2021 marked the anniversary of two significant events: one year of the COVID-19 pandemic and 10 years since President Obama signed the Food Safety Modernization Act into law. So, how have these two issues really affected the food industry and their food safety management systems?

Let’s first look at COVID-19 and its effect on the industry. At the start of the pandemic, the recommendations to the general public and to both the food processing industry and the foodservice/food handling sector targeted both plant workers and the general public. These recommendations were very conservative and, sadly enough, really not based on a full and complete understanding of the virus itself. The food processing industry and those supporting the industry, such as food warehousing operations, transportation and suppliers to the industry plus grocery outlets, are all essential industries. Three hundred and forty million Americans and billions of people around the world have to eat, so these industries and others had to remain open.

The early recommendations from the Food and Drug Administration and other agencies emphasized the following areas (Employee Health and Food Safety Checklist for Human and Animal Food Operations During the COVID-19 Pandemic (fda.gov):

1. Maintain distancing
2. Wear masks
3. Practice good personal hygiene
4. Handwashing
5. Clean and sanitize surfaces regularly
6. Check and interview employees daily

These recommendations focused more on protecting employee health than food safety. However, at the beginning of the pandemic, there were still concerns about how the virus could be spread. Today, we know that COVID-19 is a respiratory virus but back in early 2020, scientists were concerned that it could be spread through food or through contaminated surfaces. Research has shown that the virus does not spread through food or packaging or through food contact surfaces.

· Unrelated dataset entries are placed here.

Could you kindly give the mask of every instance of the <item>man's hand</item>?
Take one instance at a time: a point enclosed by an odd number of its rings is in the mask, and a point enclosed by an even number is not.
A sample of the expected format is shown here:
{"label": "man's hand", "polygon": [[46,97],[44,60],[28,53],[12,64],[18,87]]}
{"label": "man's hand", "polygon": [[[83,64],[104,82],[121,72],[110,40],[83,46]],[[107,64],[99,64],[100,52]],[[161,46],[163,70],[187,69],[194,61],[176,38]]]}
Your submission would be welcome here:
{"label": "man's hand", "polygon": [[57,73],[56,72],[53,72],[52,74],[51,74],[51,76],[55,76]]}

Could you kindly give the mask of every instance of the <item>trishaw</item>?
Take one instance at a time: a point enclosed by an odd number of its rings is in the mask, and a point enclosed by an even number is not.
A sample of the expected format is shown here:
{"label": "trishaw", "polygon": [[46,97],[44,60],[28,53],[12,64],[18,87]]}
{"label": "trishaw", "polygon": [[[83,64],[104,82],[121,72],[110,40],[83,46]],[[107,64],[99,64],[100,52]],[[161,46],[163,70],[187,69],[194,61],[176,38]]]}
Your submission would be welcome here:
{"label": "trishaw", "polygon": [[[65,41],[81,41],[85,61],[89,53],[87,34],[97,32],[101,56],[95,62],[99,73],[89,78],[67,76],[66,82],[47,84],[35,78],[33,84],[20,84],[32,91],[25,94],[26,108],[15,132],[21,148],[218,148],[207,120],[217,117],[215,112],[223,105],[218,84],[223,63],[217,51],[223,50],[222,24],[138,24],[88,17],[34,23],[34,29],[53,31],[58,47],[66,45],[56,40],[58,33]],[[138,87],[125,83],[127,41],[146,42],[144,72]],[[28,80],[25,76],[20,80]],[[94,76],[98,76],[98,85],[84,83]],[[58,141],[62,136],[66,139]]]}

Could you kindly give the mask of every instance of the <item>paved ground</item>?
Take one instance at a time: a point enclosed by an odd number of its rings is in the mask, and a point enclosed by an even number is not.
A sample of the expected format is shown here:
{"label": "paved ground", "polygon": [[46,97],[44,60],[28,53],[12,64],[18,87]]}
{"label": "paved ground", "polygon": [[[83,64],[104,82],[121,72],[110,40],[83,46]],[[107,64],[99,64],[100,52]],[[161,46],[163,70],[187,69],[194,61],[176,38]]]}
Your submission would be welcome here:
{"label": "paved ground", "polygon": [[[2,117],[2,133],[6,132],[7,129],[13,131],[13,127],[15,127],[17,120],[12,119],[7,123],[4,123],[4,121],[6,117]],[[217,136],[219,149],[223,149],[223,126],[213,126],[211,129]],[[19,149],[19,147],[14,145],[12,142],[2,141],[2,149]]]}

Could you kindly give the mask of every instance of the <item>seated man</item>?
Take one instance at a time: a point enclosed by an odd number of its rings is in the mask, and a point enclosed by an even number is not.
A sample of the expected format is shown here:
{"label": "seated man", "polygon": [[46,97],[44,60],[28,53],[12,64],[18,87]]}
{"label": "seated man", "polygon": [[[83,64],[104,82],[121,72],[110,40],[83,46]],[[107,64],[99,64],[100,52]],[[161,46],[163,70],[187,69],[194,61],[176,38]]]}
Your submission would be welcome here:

This link clearly states that “there is currently no evidence to support the transmission of COVID-19 associated with food or packaging.”

Adjusting to the brave new world of COVID-19 was a challenge for food processors, but not as great as it could have been. Handwashing and good personal hygiene are, or should have been, integral elements of the prerequisite programs for all food processors. Standard practice in food processing operations was and remains as follows: Wash your hands when entering a food processing facility and as needed when on the floor. These issues were and continue to be emphasized. Cleaning and sanitizing food contact surfaces and the remainder of the plant are also essential prerequisite programs. This is one element that received additional emphasis during the pandemic.

Companies that adopt mask wearing as a standard will probably take a long look at the type of masks that must be worn. If workers must wear a mask, it is imperative that they not only be comfortable, but safe. In this case, safety means worker safety. As one who must wear glasses, I know that my lenses have a tendency to fog up, especially in cold weather. Any time vision is compromised it poses a safety risk.

The last element is distancing. Many processors have modified operations to ensure that workers maintain proper distancing. Others have installed shields to separate workers. The use of shields is an effective means of protecting workers. Whether the shields remain when the pandemic ends also remains to be seen. Installation of shields has added one complication to plant operations, however. The shields must be cleaned and sanitized so by installing shields, processors had to expand their cleaning programs.

To minimize the potential of spreading the virus, mask wearing has been adopted throughout the industry. This was standard for some operations prior to the onset of the pandemic. Whether this continues as a standard when the pandemic ends remains to be seen, but it is very likely that many companies will do so, especially in the meat processing industry.

FSMA at 10

Let’s take a look at what has gone on in the 10 years since the Food Safety Modernization Act was signed into law. First and foremost, the program was not HARPC or Hazard Analysis Risk-based Preventive Controls or HACCP on steroids. The use of the term HARPC was unfortunate in that many processors felt that they would be asked to adopt a whole new food safety management system, which was not the case. The law and the regulations that have been enacted to ensure its enforcement are really traditional HACCP with greater emphasis on certain areas such as risk assessment, process validation and supplier controls. And, the regulation also mandates that these programs be documented and that they have been properly implemented.

Part of the challenge to the industry was that even though the FSMA was signed into law in January 2011, it took between 4½ and 5½ years to finalize the regulations needed to define and enforce the law (See Figure 1). This delay in developing the regulations also created some confusion, since there were those offering their services to the industry to assist them with FSMA compliance. How can one offer such services without knowing what would be in the regulations?

Risk assessment is now mandated by the regulation focusing on Preventive Controls for Human Foods. The regulation mirrors the ISO 22000 standard, Food Safety Management Systems—Requirements for any Organization in the Food Chain, in that it states that risk assessment should include likelihood of occurrence and severity of occurrence. Risk assessment really should not have been treated as a new concept, but, in reality, very few companies were actually doing comprehensive assessments on ingredients and the process.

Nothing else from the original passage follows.